After loss, life changes dramatically for everyone grieving the death. Whether it’s a parent or spouse, sibling or child you have lost, you will be feeling the impact of your loved one’s death in some way, as will every one of your family members. The more complicated or unexpected the death, the greater this impact will be. And it’s tough to support each other in grief, because everybody is going through something different at every stage. It can be a confusing time with everyone’s needs rapidly changing.
For some, grief will last a long time. For others, they will seemingly return to normal a lot sooner, which represents a struggle for anyone trying to understand a griever’s unique experience. It stands to reason that many relationships and sometimes even entire family units break down, especially after certain types of loss.
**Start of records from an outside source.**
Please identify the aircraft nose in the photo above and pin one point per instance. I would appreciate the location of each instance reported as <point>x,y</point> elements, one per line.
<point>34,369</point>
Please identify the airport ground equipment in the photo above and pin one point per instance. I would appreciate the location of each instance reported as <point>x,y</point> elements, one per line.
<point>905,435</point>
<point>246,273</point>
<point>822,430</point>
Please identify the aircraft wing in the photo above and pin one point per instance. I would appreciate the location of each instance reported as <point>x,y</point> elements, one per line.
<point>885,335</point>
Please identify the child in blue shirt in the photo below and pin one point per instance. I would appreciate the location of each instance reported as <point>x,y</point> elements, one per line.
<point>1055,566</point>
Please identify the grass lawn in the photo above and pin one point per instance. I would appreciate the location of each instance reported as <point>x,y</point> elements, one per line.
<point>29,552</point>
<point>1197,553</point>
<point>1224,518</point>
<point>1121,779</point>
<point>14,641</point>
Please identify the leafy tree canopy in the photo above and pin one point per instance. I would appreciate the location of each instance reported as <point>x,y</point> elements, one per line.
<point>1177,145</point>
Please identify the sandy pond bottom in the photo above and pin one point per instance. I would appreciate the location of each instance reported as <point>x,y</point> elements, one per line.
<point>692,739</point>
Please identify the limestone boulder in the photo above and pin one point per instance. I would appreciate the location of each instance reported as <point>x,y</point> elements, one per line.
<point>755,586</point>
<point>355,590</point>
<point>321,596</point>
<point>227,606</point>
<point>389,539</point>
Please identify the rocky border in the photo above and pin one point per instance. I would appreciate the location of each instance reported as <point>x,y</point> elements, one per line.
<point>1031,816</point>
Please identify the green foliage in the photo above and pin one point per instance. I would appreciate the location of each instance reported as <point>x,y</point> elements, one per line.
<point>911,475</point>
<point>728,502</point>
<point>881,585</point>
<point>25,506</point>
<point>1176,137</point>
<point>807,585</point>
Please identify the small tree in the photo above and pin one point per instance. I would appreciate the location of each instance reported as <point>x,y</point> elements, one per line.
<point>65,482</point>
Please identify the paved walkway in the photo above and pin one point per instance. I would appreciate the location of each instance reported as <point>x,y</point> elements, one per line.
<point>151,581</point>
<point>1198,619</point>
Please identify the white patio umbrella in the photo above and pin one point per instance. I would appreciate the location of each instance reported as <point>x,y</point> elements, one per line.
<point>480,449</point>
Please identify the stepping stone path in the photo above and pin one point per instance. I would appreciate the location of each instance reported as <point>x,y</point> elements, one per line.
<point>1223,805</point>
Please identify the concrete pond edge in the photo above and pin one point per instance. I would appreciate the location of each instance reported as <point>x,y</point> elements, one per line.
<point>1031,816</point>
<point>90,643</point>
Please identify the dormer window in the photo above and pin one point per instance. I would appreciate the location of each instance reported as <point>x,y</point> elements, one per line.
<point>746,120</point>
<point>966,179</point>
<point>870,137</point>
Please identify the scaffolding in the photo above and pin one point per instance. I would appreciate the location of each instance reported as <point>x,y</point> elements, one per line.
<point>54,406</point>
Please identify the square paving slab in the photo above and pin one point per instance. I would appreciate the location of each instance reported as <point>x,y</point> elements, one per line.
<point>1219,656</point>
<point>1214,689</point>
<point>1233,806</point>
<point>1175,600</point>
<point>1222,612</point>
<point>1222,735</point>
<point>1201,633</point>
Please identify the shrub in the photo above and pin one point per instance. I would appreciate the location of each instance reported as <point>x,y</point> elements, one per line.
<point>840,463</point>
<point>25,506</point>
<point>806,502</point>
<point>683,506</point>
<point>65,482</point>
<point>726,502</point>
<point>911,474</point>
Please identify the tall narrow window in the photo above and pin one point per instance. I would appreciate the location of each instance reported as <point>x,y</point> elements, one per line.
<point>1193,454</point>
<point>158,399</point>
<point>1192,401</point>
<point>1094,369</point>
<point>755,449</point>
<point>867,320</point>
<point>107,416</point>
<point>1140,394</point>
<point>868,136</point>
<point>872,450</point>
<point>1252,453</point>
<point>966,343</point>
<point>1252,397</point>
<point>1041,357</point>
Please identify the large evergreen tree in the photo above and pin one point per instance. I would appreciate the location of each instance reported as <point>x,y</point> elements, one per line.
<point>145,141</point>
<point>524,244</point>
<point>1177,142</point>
For years I have been vocalizing how important it is for grievers to understand their needs throughout every stage of grief, most of which are not easy to understand amidst the stress and upheaval. We have to be really invested in ourselves to be conscious about what we want and need. This can be hard and even feel selfish, given that most of us are used to putting other people’s needs before our own and don’t think about them much, if at all.
Recently, I completed a couple of personal needs assessment tests. While it’s no secret how much I changed in general after my daughter’s suicide in 2005, frankly, even I was astounded to see how important structure in my daily routine and avoiding risk had become to my sense of well-being (I used to be a real go-getter). I was excited to share these results with my family so that they could finally make sense of my hesitance to do or avoid certain things that they didn’t see as challenging at all.
Their new-found understanding of these changes in me felt a whole lot more supportive than the constant teasing they have dished out over the years, which only added to my frustration of not feeling understood by them. Now, the results were right there on paper to show them just how different I am and in what ways. (Alternatively, they shared their test results with me and I was equally happy to understand them a little better too.)
It’s one thing to know that you’ve changed in your grief. It’s another to know just how much and in what ways. All of our unmet needs scream for our attention through the host of negative emotions we display on a regular basis. Yet, it can be difficult to assess what these are exactly and why we react the way we do because emotions are so numerous and complex. Many people can’t do this alone, and even if they could, they forego any interest to understand their emotions and connect them to their needs not being met. Which never turns out well for them or their relationships in the long run.
If you have experienced recent or earlier loss and are curious to see how you may have been affected by it, completing a personal needs assessment test can help you understand yourself in your grief. You may have changed or are changing in ways you may not even suspect, but that are now essential to your well-being. Assessing your personal needs will also alert you to any imbalance that needs to be corrected to keep you creating the life that you want and need.
While some online tests cost money, there are several that are free. Here’s a link to the one I found that from my search, was the most informative and least invasive in terms of the collection of personal information (none and the test results are immediate) and takes about five minutes to complete. Please note: I am not affiliated with nor am I endorsing this company or their products in any way.
Even if you have completed a personal assessment test in the past, if you have undergone significant change in your life due to loss or another impactful event, your needs will have changed, and will continue to change. People often underestimate just how true this is, which accounts for much of the boredom, frustration and misery they feel stuck in any number of situations or relationships, not living the life that they really want.
The results of any personal needs assessment test should be taken as a guide only to understanding your current needs. It is important to remember that in grief, what we feel today may not be what we feel tomorrow. Emotions are fickle. But, every little bit of awareness we can bring to our grief experience will help us evolve consciously and heal.
Whether for fun or more serious personal analysis, completing a personal needs assessment test can help you get clear about your beliefs, how they are serving you today, your character, focus, growth and balance; your strengths and weaknesses as they apply to your life in general and relationships. As this particular test drills down a few layers, it does provide a more complete picture of your personal needs to help you assess your current priorities and whether the time and energy you have allocated to them are effectively contributing to the changes you desire for your improved, all-around health.